Thank you to the paramedics and EMT and Emergency Room folks. Unfortunately, there seem to be many accidents during the busy times, and you were probably very busy.

Thank you to the tow truck drivers who ran out and helped people to their destinations when their cars gave up on them. Thank you for helping clean up the highways after accidents.

Thank you to the nursing home staffs who cared for the elderly and tried to help them remember. Thank you for slowing down and helping them to the dining room and being gracious to listen to their stories.

Thank you to the airline pilots, stewardess, and all airline folks who got our loved ones to us and then took them back home.

A Very special thank you to our military men and women! Some are overseas, and others are home, but all are appreciated. Thank you.

Thank you to the retail workers who might not agree with their company’s policies but need the job so will be there on Black Friday and some were there on Thanksgiving.

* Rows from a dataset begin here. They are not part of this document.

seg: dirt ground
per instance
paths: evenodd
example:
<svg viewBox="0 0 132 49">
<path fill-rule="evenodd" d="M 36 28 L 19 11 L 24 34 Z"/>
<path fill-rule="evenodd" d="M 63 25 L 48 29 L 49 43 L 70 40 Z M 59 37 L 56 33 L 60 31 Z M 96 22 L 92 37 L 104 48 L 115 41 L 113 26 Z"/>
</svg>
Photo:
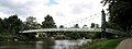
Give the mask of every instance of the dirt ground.
<svg viewBox="0 0 132 49">
<path fill-rule="evenodd" d="M 132 49 L 132 38 L 122 40 L 116 49 Z"/>
</svg>

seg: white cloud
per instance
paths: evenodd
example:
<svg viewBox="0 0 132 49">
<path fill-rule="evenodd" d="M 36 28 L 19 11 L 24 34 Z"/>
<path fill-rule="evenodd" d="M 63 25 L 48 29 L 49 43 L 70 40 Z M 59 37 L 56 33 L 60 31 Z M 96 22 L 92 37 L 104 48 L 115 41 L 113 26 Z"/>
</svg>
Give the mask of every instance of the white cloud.
<svg viewBox="0 0 132 49">
<path fill-rule="evenodd" d="M 52 1 L 52 0 L 51 0 Z M 0 15 L 18 14 L 20 19 L 25 21 L 28 16 L 34 16 L 37 22 L 43 22 L 44 16 L 51 14 L 54 17 L 55 23 L 59 25 L 69 24 L 74 25 L 78 20 L 90 16 L 95 13 L 99 13 L 102 10 L 101 0 L 54 0 L 56 3 L 48 3 L 50 0 L 1 0 L 0 2 Z M 48 3 L 48 4 L 47 4 Z M 50 5 L 51 4 L 51 5 Z M 2 13 L 2 14 L 1 14 Z M 81 21 L 80 26 L 90 23 L 101 23 L 101 14 L 99 13 L 95 20 Z M 1 16 L 2 17 L 2 16 Z M 3 16 L 6 17 L 6 16 Z M 68 25 L 66 25 L 68 26 Z"/>
</svg>

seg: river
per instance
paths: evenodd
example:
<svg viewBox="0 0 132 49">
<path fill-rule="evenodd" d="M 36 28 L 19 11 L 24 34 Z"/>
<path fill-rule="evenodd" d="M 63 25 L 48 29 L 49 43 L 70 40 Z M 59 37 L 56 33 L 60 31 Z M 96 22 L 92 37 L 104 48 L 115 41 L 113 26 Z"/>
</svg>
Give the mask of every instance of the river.
<svg viewBox="0 0 132 49">
<path fill-rule="evenodd" d="M 78 46 L 82 46 L 90 41 L 90 39 L 77 39 L 77 40 L 54 40 L 53 45 L 48 45 L 45 41 L 19 41 L 16 45 L 0 46 L 0 49 L 77 49 Z"/>
</svg>

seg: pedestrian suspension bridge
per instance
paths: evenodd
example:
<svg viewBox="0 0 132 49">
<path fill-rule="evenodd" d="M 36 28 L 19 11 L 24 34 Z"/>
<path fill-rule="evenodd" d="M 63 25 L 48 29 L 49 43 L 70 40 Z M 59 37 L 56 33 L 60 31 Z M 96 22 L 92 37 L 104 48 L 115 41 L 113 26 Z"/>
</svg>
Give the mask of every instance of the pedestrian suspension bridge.
<svg viewBox="0 0 132 49">
<path fill-rule="evenodd" d="M 21 30 L 20 33 L 68 33 L 68 32 L 101 32 L 102 34 L 111 33 L 116 35 L 128 35 L 125 32 L 112 28 L 106 28 L 106 13 L 101 11 L 101 28 L 43 28 L 43 29 L 29 29 Z M 86 17 L 88 19 L 88 17 Z"/>
</svg>

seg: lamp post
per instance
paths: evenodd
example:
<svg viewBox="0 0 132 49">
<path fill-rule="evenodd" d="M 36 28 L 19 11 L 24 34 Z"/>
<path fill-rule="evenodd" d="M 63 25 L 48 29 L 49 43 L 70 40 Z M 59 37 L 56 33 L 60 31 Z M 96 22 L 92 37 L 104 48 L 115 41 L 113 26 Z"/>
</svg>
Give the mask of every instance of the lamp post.
<svg viewBox="0 0 132 49">
<path fill-rule="evenodd" d="M 106 38 L 106 13 L 103 10 L 101 11 L 101 16 L 102 16 L 101 17 L 101 33 L 102 33 L 101 37 Z"/>
</svg>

Thank you for working on what must be one of the most frustrating, frazzling days of the year.

Almost forgot. Thank you to the workers at the movie theaters. Holidays are busy times. Keep that popcorn poppin’.

In the end, it is humanity that makes this crazy world tick. Not the stuff. Not the sales or events. Not Black Friday. Not the bottom line. BUT humans, who care about others and who are willing to leave their own tables to help another. Humans who will comfort an elderly person or send flowers to those who can’t get out. Humans who put their lives on the line for someone they don’t know. You and I make this world tick.

People helping people is the key to it all. Graciousness and kindness towards others are far more precious than any item bought on a Black Friday sale.